As I had been lucky enough to already catch the next talk on track 1 at an Umbraco Bristol meetup earlier in the year, I made my only switch over to track 2 for a bit to catch a talk from Phil Whittaker on Automating Content Creation for Umbraco Events with OpenAI. For this Phil gave a quick tour through simple software created for Umbraco Manchester and Leeds to try and reduce the burden of creating and promoting meetup content across the huge numbers of social platforms we have available now (Twitter, or what Elon is calling it this week, Mastodon etc etc). As well as demoing the approach, Phil was also able to go over some of the quirks that had to be dealt with while building this out, such as ensuring the OpenAI responses were instructed to only answer yes or no to yes/no questions, in order to avoid wordy answers which were difficult to parse. Or including instructions not to try and include any text in the images generated, as invariably the results would be incorrect or poor quality. The talk finished off with a look at how the project can hopefully be spread more widely in order to help other meetup groups in other locations.
The final talk of the day for the split track that I attended was from Callum on building your own Umbraco Copilot. This was actually a talk I’d already seen only a few weeks earlier at Umbraco Manchester, but had found really intriguing so I went along again in the hope of picking up more of the intricate details I’d missed the first time round. After starting out by raising a point about how AI talks commonly show us how to fill in alt text or meta tags, but often don’t go much beyond that, the rest of the session set about showing building out an entire copilot style assistant to sit in back office. It was also good to see an example of someone building a complex Umbraco 14 extension demo that felt like it was something truly designed for the new CMS approach rather than simply reimplementing something already built for Umbraco 13. Using a combination of the new Umbraco 14 ways of building things, as well as Microsoft’s Semantic Kernel SDK, an integration with GPT4o-mini was built that went initially from being a basic re-implementation of ChatGPT in the back office, to by the end being a much more useful system that was context aware of both Umbraco itself and even which section of the back office you were currently in (eg Content vs Settings), as well as being able to handle voice interaction rather than just simple typed text.
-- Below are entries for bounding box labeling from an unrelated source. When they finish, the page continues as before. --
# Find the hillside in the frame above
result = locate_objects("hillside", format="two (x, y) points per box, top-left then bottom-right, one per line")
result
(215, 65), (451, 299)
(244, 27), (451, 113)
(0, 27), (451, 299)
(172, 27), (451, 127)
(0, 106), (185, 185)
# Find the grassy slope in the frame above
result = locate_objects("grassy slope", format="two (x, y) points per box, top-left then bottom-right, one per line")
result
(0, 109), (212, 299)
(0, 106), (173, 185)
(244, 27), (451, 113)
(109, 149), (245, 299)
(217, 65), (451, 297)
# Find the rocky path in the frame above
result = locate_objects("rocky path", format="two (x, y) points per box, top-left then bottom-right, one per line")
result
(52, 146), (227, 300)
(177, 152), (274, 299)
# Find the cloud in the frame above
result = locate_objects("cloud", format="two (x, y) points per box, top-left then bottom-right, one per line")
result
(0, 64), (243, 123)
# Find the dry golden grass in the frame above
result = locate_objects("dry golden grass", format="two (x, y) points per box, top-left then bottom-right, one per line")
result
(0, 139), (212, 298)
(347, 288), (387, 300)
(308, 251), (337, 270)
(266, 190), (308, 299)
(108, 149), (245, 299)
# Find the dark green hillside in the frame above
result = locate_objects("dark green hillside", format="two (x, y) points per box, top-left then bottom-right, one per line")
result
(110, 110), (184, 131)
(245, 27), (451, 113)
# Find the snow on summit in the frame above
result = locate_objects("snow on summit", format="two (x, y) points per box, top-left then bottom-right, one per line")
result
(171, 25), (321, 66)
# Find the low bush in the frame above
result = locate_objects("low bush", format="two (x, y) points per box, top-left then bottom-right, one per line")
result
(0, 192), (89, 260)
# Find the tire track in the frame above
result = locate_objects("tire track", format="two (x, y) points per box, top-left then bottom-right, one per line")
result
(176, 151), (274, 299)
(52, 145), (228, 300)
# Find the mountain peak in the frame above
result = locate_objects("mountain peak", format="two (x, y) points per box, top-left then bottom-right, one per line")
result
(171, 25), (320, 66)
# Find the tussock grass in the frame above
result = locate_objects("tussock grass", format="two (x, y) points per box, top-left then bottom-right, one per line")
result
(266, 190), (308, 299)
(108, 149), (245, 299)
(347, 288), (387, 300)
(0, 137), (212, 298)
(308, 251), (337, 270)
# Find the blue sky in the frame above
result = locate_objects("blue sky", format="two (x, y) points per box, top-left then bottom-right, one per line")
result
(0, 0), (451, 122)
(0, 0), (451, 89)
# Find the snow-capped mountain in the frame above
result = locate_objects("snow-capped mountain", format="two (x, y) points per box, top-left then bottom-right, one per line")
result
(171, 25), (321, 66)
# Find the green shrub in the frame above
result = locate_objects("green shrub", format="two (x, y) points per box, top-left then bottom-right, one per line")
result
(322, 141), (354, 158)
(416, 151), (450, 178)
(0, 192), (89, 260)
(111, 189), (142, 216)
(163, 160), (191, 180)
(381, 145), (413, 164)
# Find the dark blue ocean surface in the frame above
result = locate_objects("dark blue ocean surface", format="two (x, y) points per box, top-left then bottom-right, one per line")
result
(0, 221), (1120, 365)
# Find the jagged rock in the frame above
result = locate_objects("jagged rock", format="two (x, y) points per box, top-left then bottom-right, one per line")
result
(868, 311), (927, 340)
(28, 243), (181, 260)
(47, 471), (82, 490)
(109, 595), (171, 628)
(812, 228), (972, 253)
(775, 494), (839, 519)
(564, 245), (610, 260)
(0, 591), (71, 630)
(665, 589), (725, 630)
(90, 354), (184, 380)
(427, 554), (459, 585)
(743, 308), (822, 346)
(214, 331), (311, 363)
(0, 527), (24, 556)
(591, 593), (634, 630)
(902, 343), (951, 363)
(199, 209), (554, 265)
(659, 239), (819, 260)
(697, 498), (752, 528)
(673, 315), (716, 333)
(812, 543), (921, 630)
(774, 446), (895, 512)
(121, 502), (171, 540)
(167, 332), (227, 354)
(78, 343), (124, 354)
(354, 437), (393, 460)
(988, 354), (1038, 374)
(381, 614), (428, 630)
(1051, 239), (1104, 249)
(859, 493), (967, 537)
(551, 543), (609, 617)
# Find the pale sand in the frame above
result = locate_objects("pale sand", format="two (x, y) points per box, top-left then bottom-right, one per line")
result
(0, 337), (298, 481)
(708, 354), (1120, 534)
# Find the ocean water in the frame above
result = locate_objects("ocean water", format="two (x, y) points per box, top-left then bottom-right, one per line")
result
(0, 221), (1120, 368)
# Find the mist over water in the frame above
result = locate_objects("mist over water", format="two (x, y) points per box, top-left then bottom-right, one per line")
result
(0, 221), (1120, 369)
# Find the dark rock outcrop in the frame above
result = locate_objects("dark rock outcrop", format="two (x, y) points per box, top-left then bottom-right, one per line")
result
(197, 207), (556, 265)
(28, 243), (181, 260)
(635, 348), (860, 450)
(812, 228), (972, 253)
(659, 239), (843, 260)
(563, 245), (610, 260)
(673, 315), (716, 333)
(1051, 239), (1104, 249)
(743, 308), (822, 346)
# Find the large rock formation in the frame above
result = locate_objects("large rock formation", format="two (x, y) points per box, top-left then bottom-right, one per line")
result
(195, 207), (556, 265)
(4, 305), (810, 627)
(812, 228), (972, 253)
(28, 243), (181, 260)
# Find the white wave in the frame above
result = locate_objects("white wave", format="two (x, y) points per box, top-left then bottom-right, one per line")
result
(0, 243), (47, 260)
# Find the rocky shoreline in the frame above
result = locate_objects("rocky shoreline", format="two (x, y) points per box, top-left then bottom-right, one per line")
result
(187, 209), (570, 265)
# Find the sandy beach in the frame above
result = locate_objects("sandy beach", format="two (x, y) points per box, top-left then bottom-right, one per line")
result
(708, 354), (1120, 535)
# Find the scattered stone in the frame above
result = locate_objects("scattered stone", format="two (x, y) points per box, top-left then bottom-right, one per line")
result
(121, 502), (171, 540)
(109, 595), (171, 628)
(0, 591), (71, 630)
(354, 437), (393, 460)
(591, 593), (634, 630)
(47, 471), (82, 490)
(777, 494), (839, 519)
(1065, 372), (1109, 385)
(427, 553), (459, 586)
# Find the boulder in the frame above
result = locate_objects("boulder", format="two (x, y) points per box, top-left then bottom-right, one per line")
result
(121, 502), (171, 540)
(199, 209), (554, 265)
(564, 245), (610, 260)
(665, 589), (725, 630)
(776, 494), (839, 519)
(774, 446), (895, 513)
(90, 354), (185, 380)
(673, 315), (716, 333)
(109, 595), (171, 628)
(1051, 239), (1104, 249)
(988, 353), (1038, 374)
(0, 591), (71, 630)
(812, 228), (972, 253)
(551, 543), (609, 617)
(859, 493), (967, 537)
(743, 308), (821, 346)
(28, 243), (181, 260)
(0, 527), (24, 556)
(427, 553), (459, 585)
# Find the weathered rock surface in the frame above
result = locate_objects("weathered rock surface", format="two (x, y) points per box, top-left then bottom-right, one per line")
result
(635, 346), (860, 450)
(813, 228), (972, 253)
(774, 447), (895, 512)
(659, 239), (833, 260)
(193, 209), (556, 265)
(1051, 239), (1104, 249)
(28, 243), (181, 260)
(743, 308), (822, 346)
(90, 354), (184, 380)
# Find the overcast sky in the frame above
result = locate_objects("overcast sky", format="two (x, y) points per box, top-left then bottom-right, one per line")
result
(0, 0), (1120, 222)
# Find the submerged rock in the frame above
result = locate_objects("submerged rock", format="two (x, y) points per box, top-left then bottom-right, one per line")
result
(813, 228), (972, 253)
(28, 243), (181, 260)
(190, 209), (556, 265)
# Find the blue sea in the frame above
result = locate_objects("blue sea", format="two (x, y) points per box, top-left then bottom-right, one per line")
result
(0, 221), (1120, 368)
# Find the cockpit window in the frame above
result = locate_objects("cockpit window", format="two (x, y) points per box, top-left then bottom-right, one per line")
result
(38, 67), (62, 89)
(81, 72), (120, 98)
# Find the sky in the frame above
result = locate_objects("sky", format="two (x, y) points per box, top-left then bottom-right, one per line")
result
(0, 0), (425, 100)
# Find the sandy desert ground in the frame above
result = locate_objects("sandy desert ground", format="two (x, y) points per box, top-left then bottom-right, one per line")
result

While it’s one of those things I’d probably still need to pull apart the code for to really understand properly, this was a great talk (for a second time) just to see some potential on what can be done with a bit of imagination with the tooling and frameworks out there. Often when it comes to creating things, it’s those ideas which are as much of the work as the implementation itself!
After another networking session, which I ended up sitting out of mostly just as I was starting to flag badly by now after several days of quite intensive interactions, we all came back into track 1 for the final session of the day. The Umbraco Product Update, presented by Bolette Kern. This finished off the conference by taking a look at some recent changes, such as the new CEO and acquisitions, before going on to what was coming up imminently across the various products (core and cloud), as well as taking a look at what was still a bit further off on the roadmap. This is always a good one to finish events on as it reminds you that, however feature complete a system may seem, there is always something else to be done or on the horizon for it. Good thinking to take away in general, and something to dwell on for the next few months.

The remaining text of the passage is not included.